Republicans understandably get defensive when you point out the reason that Trump has taken over their party is because of their own racism. They whine and they cry and they feel put upon and blamed. I get that, I really do.
But being accused of possibly being a bigot is nothing compared to being accused of possibly being a criminal or a terrorist, particularly when the next thing that happens is that you lose your job, your freedom and possibly your ability to keep breathing. I’ll take the whines of being misjudged by GOPers seriously when they take the legitimate complaints from minorities of being misjudged by police, banks and corporations and losing their livelihood or their home and or their life.

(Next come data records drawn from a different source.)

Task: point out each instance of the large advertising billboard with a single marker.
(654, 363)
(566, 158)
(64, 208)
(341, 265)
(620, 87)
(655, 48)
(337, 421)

It’s because of their racial anxiety over black people who might happen to might shockingly try to vote, who might shockingly try to sit, or might try to kneel, might try to hold a cell phone, try to go to school to get an education, start a business and find a job or possibly be the President. Their racial anxiety over Muslims and Sharia Law which seems shockingly similar to Betsy Devos’ Handmaiden’s Tail of abstinence only non-education, their anxiety over ISIS surging over the boarder and hiding within the ranks of the unwashed — when they usually get here by plane — how Iran who already gave up all of their enriched uranium is just going lay in wait for a decade and somehow regenerate that stockpile in secret when we have 24-hour surveillance of all their centrifuges, and their anxiety about how Mexicans and Central American kids and mothers trying to escape violent drug wars are really an invasion from “Shithole Countries” who are coming to take away our jobs picking fruit in the fields and landscaping.
I understand that some Republicans, and even others, would like to pretend that the core of Trump’s rise is really just about economic prosperity protectionism. The rust belt has been hollowed out with empty factories and shutdown coal mines. They argue that they support Trump’s economic message without regard to race or ethnicity and that these issues are separate and not linked.
But in fact, it’s not separate, it’s linked — and realizing that linkage is getting directly to the point. Economic anxiety and racial anxiety can be one and the same. Fear can come from many places, and if we can’t even discuss the sources of those fears, we’ll never be able to resolve the issue and solve those anxieties. If we can’t to route source of those anxieties and address them, they’ll simply continue on and on — and endless bottomless pit of fear and unease that will never be filled and never be eased.
And that, frankly, is exactly how people like Trump want it.